Lida assim, literalmente, essa frase beira o surreal. Pois uma coisa é o senhor afirmar que as redes sociais (leia-se marketing político digital) não elegerão todos os candidatos, nem mesmo nos grandes centros, no que eu concordaria tranquilamente. Uma outra completamente diferente é bancar que não elegerá ninguém, nem unzinho candidato, que elas serão irrelevantes no processo eleitoral. Talvez seja este o ponto fraco da entrevista. Passo.

– “Quando a gente fala do poder de influência das redes sociais estamos falando dos eleitores dos centros urbanos, de universitários, de gente esclarecida”.

– Estimativas e pesquisas conservadoras apontam que pelo menos 70% da população brasileira está conectada e tem acesso a plataformas digitais.
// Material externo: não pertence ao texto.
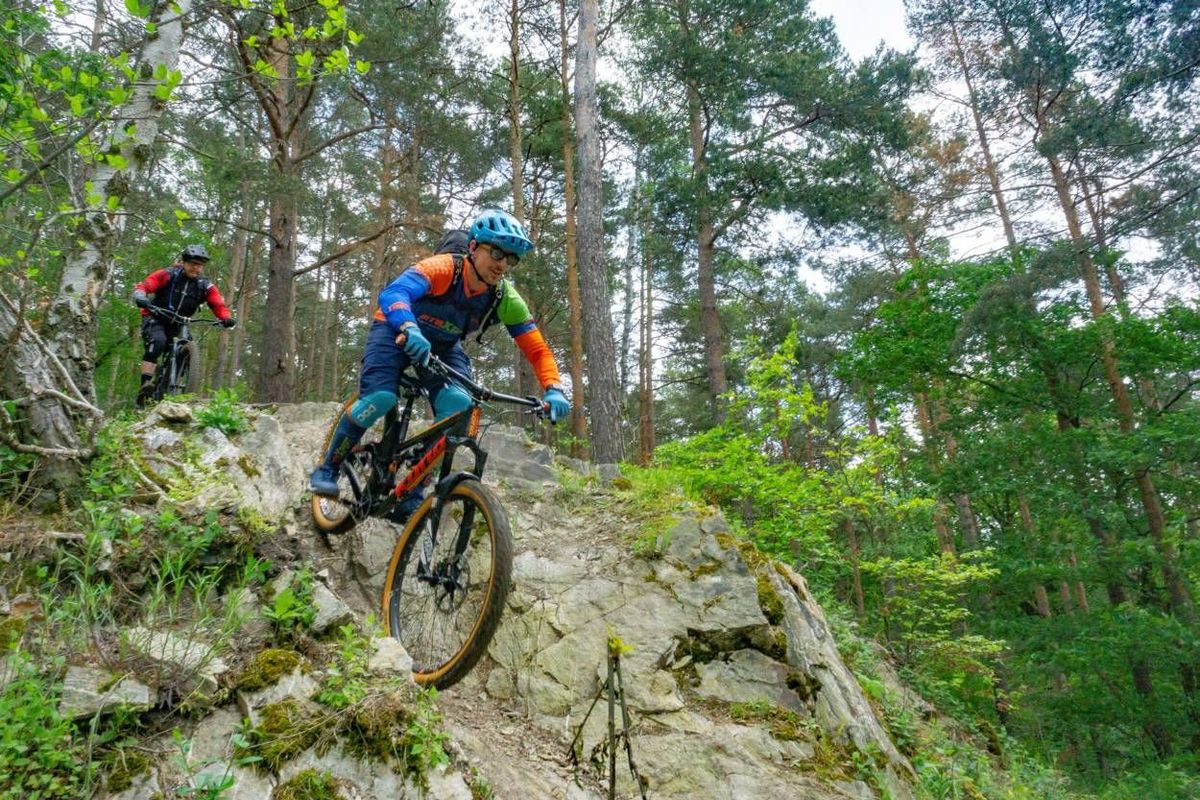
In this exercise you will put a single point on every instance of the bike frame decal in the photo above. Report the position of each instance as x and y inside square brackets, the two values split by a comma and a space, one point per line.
[421, 468]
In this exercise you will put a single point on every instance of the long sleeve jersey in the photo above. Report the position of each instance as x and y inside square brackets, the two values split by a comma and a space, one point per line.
[174, 290]
[433, 295]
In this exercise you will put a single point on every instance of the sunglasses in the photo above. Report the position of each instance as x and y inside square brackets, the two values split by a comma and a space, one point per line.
[501, 256]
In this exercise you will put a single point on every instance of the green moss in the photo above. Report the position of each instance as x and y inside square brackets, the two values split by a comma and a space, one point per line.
[783, 723]
[123, 767]
[286, 731]
[11, 630]
[247, 465]
[769, 600]
[267, 668]
[401, 728]
[309, 785]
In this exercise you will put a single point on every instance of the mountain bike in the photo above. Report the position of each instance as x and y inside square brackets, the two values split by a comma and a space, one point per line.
[450, 567]
[173, 373]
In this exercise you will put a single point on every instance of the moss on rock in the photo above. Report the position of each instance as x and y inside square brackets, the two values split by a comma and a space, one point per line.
[267, 668]
[285, 732]
[309, 785]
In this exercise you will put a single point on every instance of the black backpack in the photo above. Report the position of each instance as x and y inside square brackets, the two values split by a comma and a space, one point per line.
[455, 241]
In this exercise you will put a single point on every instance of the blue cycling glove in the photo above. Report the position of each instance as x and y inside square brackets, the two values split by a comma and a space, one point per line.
[415, 346]
[558, 405]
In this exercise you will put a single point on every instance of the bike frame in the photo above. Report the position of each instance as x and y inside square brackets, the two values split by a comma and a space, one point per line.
[438, 443]
[178, 344]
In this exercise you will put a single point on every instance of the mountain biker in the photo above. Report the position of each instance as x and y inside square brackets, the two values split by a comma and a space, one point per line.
[180, 289]
[429, 310]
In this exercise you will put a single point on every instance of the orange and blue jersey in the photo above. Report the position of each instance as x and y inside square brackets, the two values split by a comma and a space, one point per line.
[427, 294]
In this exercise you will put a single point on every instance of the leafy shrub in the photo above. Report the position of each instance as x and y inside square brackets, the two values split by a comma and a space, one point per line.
[346, 678]
[223, 413]
[292, 606]
[39, 758]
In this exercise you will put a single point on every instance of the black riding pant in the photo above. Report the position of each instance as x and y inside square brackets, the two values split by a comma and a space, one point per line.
[155, 337]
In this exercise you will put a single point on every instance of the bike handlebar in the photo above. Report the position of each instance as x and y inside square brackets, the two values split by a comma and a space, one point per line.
[441, 367]
[173, 317]
[437, 366]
Afirmar que as redes sociais impactam apenas uma camada mais “esclarecida” denota uma visão elitista. Seria correto afirmar que as classes C, D e E consomem informação de forma diferente (e seriam mais permeáveis às fake news, por exempo) que o target A e B. Mas não dá pra negar que 70% é uma maioria avassaladora.

Estes são os pontos que mais me, digamos, incomodaram. No entanto, esta carta não é feita só de discordâncias. Concordo 100% com o senhor em diversas passagens, por exemplo quando afirma que as fake news sempre existiram, que a tecnologia não matou o coronelismo, que milhões de seguidores não quer dizer nada, que o nível educacional da população é baixo, que para os políticos alcançarem um retorno real nas redes sociais vão precisar de investimento e que há muito radicalismo nas bolhas dos extremos ideológicos e pouco debate no centro. Bingo!

E concordo, principalmente, com sua visão de que os políticos não usam bem as redes sociais. Neste ponto estamos #JuntoseMisturados. Com honrosas exceções os políticos brasileiros – e seus assessores e agências – continuam achando que rede social é palanque, que o Facebook é mídia de massa (e não uma plataforma altamente segmentada) e que dá pra construir relacionamento em pouco tempo.

Meus alunos, clientes e amigos sabem o quanto sou crítico em relação ao marketing político digital que é feito no Brasil. Precisamos fazer um grande mea culpa pra qualificar o mercado. Olhemos para o que estão fazendo nos EUA, no Canadá, na França. Não precisamos nem ir muito longe. Aqui do lado, na Argentina já entenderam que nas estratégias digitais o foco não deve ser mais no candidato (ou no presidente) e sim nas conexões emocionais que ele gera em sua audiência.

E, pra finalizar, já que tá virando textão, creio que faltou ao senhor entrar no que considero o cerne da questão: a distinção entre marketing político e marketing eleitoral nos tempos atuais.

O que seria o marketing eleitoral? Ele pode ser comparado a uma prova de 100 metros rasos, uma corrida de tiro curto cujas estrelas são a TV, o rádio e a campanha de rua com os indefectíveis santinhos. O marketing eleitoral, outrora poderoso e alvo da cobiça dos marqueteiros, vem sendo gradualmente desidratado pelas sucessivas reformas políticas: cada vez menos tempo de campanha, menos recursos,  menos atividades de rua. Concorda comigo que não dá tempo de criar um relacionamento, convencer o eleitor e converter o voto em 45 dias, que será o tempo da campanha oficial?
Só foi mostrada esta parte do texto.